Unlike modern democratic rulers, they found it awkward to 
evade personal responsibilities. They might have said, 
more truly than any modern ruler, "The buck stops here."

     In our time, the language of law, politics, and 
political economy has been divorced from the commonsense 
language of morality. Instead of "duties," our rulers now 
face "options" and "policies," even as they impose 
crushing obligations on us, their subjects. The word 
"justice" hardly applies to them.

Deep Bias

     We hear a great deal about "media bias" these days, 
and the mass media do have a deep bias in favor of the 
expanding state. But in this they are merely in harmony 
with the modern political culture, which acknowledges few 
limits on state power. We are all taught, virtually from 
the cradle, that the state is responsible for the 
(undefined) "general welfare" of society, and that we 
must all cooperate with it -- that is, obey its every 
whim.
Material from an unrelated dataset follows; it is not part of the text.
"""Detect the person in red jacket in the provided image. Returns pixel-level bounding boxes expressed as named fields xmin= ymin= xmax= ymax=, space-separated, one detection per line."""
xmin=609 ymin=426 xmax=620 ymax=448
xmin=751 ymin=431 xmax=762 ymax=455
It may simultaneously subsidize tobacco and forbid 
us to smoke it; or promote "family values" while 
subverting family life. It needn't make sense; we merely 
shrug, "Whatever."

     The power, scope, irrationality, and sheer anonymity 
of the modern state would have terrified our ancestors. 
There is no standard by which it may be judged; it 
continually invents, and changes, its own standards. And 
it even educates us to resign ourselves to whatever it 
demands of us.

     Yes, the times call for medieval ideas.